Introduction: Open Face Bird Feeder

About: Woodworking gadget fan, photographer, husband, cyclist, kayaking SUP riding real ale drinker. More of this stuff is over at my Instagram.

I have a number of bird feeders in the tree in our front garden. The trouble is that our local robins never eat from them, they are always on the scraps that fall on the ground.

Doing a little research I found that robins will feed from tables or open feeders, I wanted something to hang from the tree so decided I would make an open feeder.


A bandsaw
A log not too big to go through your bandsaw
Some wood glue
A few screws (optional)
Some rope to hang the feeder
4 x screw in eyes
A drill with drill bit to make the holes for rope

Step 1: The Woodwork Step

The woodworking steps are very similar to making a bandsaw box.

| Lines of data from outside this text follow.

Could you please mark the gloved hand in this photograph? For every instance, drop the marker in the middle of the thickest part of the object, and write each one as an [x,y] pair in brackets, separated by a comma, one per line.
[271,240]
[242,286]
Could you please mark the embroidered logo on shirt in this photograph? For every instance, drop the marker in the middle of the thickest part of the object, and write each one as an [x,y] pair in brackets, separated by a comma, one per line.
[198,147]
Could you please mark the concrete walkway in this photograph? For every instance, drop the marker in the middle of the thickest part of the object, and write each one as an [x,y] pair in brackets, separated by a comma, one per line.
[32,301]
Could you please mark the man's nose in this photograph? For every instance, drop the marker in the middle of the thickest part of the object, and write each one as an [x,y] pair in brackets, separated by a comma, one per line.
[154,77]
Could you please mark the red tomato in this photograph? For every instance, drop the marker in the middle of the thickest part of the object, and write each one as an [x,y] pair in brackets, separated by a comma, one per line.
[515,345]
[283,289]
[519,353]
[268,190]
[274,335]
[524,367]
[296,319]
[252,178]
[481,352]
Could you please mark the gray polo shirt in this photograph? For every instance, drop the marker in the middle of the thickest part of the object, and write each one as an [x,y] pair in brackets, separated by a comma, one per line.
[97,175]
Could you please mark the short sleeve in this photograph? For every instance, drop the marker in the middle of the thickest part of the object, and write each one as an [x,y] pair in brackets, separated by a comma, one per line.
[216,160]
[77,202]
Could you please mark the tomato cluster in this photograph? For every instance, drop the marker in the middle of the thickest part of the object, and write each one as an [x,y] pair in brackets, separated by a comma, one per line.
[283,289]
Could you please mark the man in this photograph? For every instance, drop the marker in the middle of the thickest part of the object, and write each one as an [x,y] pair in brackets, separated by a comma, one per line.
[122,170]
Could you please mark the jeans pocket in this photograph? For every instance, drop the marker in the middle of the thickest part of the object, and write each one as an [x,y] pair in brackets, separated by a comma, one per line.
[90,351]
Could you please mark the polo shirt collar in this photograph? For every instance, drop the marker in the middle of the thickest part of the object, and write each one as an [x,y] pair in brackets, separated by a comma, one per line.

Everything in this step was done freehand on the bandsaw (carefully).

First off I wanted to get the two ends flat and parallel to each other. For this I used a 13 mm 6 tpi blade.
As this is 'just' a bird feeder I didn't actually measure anything and did it by eye.
Once the log was squared off I chopped both ends off at about 15 mm thickness.
I marked out the section to be removed and because the curves were a little tighter, swapped out the blade for a 6 mm 10 tpi blade.

This was the first time I had made a cut of this depth using the band saw, and I was incredibly impressed with how it sliced through 220 mm of green oak.
The first curve was a little more open than I had planned, I don't think I was putting enough forward pressure with the turning pressure. However, the cut was perfectly 90º upright through the whole cut.

I could now reattach the end pieces to close off the box. This was done with some waterproof wood glue and a couple of stainless screws. I left it clamped overnight to make sure the glue set.

Step 2: Stringing It Up

This step was a little tricky as I wanted to make sure that the feeder couldn't tip forward and spill out all the food or tip back and make it so the birds wouldn't be able to perch and feed.
I decided to go with 4 screw in eyes, this allowed me to tie on 4 suspension lines. These lines were run through holes in a top bar.
The conjunction of the 4 lines and top bar made it possible to balance the feeder front to back and left to right.

I was able to get it perfectly balanced on the single hanging line passed through the top bar.

Step 3: Feeders First Visitor

SUCCESS, the feeder had only been up about an hour and I got the first visitor, a very skittish robin came in and fed 4 or 5 times.